ML Workflow — Problem to Production
Machine learning is not just calling model.fit(). It is a multi-stage engineering process where every stage affects the final result. The algorithm you choose matters far less than the data you prepare, the features you engineer, and the evaluation you perform.
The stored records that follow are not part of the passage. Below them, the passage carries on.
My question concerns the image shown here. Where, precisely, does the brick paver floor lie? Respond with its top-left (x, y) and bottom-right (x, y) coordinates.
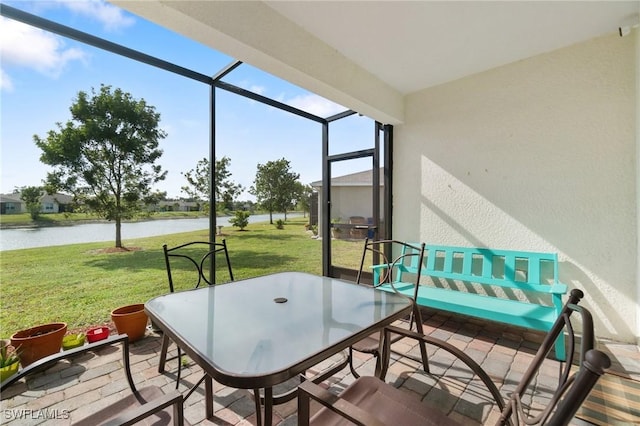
top-left (0, 312), bottom-right (640, 426)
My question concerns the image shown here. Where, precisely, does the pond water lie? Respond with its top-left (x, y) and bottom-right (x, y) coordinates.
top-left (0, 214), bottom-right (296, 251)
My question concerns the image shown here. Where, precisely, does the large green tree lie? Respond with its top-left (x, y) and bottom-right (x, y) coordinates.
top-left (34, 85), bottom-right (167, 248)
top-left (182, 157), bottom-right (244, 210)
top-left (249, 158), bottom-right (300, 223)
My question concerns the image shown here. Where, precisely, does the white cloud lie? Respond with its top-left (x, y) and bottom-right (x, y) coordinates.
top-left (282, 94), bottom-right (346, 118)
top-left (60, 0), bottom-right (135, 31)
top-left (0, 18), bottom-right (87, 80)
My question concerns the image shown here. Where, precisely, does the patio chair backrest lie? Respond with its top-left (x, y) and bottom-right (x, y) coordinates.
top-left (162, 240), bottom-right (233, 293)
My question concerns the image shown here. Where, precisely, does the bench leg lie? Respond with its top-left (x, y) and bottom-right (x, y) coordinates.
top-left (555, 333), bottom-right (567, 361)
top-left (409, 303), bottom-right (430, 374)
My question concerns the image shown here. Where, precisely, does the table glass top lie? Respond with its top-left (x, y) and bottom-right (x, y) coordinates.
top-left (146, 272), bottom-right (410, 377)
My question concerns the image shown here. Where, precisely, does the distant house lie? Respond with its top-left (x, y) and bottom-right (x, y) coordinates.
top-left (311, 170), bottom-right (384, 236)
top-left (0, 193), bottom-right (73, 214)
top-left (155, 200), bottom-right (202, 212)
top-left (0, 194), bottom-right (24, 214)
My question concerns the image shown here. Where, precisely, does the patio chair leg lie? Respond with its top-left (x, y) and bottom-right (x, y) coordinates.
top-left (176, 347), bottom-right (182, 389)
top-left (158, 334), bottom-right (169, 373)
top-left (349, 346), bottom-right (360, 379)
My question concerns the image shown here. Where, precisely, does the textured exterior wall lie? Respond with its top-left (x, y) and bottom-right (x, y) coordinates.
top-left (393, 34), bottom-right (639, 341)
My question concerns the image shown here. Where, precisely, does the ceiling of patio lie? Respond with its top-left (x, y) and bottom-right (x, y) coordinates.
top-left (111, 0), bottom-right (640, 124)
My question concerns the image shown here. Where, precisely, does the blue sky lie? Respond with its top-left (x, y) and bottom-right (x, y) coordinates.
top-left (0, 0), bottom-right (374, 200)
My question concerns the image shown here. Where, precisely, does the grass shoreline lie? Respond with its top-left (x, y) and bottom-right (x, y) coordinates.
top-left (0, 217), bottom-right (362, 338)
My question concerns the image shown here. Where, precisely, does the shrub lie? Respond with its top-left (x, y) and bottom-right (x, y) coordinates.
top-left (230, 210), bottom-right (251, 231)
This page walks through every stage of the ML lifecycle with concrete decisions, checklists, and code.
The Seven Stages
Stage 1: Problem Definition
Before writing any code, answer these questions:
The Five Questions
| Question | Why It Matters | Example |
|---|---|---|
| What decision does this model support? | Models exist to improve decisions | "Which customers will churn in 30 days?" |
| What is the target variable? | Defines supervised vs unsupervised | churned (binary: 0/1) |
| What is the success metric? | Determines how you evaluate | Recall > 80% (catch most churners) |
| What is the current baseline? | Need something to beat | Rule-based: 55% recall |
| What are the constraints? | Latency, interpretability, fairness | Must explain decisions to customers |
Choosing the Right ML Task
# problem_definition.py — Document your ML problem formally
problem = {
"name": "Customer Churn Prediction",
"type": "binary_classification",
"target": "churned",
"positive_class": 1, # churned = positive event
"success_metric": "recall",
"threshold": 0.80, # must catch 80% of churners
"secondary_metrics": ["precision", "f1"],
"baseline": {
"method": "rule-based (tenure < 3 months)",
"recall": 0.55,
"precision": 0.40
},
"constraints": {
"latency_ms": 100,
"interpretability": "high", # must explain to customer
"retraining_frequency": "weekly",
},
"stakeholders": ["product team", "customer success"],
"data_sources": ["CRM", "usage_logs", "billing"],
}Stage 2: Data Collection & Understanding
Data Quality Checklist
# data_quality.py — Systematic data quality assessment
import pandas as pd
import numpy as np
def data_quality_report(df: pd.DataFrame, target: str = None) -> None:
"""Comprehensive data quality report."""
print("=" * 60)
print("DATA QUALITY REPORT")
print("=" * 60)
# Shape
print(f"\nRows: {df.shape[0]:,}")
print(f"Columns: {df.shape[1]}")
# Missing values
missing = df.isnull().sum()
missing_pct = (missing / len(df) * 100).round(2)
if missing.any():
print("\n--- Missing Values ---")
for col in missing[missing > 0].index:
print(f" {col}: {missing[col]:,} ({missing_pct[col]}%)")
# Duplicates
n_dups = df.duplicated().sum()
print(f"\nDuplicate rows: {n_dups:,} ({n_dups/len(df)*100:.2f}%)")
# Data types
print("\n--- Data Types ---")
for dtype, count in df.dtypes.value_counts().items():
print(f" {dtype}: {count} columns")
# Numeric stats
numeric_cols = df.select_dtypes(include=[np.number]).columns
if len(numeric_cols) > 0:
print("\n--- Numeric Summary ---")
print(df[numeric_cols].describe().round(2).to_string())
# Categorical cardinality
cat_cols = df.select_dtypes(include=['object', 'category']).columns
if len(cat_cols) > 0:
print("\n--- Categorical Cardinality ---")
for col in cat_cols:
n_unique = df[col].nunique()
print(f" {col}: {n_unique} unique values")
if n_unique <= 10:
print(f" Values: {df[col].value_counts().to_dict()}")
# Target distribution
if target and target in df.columns:
print(f"\n--- Target: {target} ---")
dist = df[target].value_counts(normalize=True)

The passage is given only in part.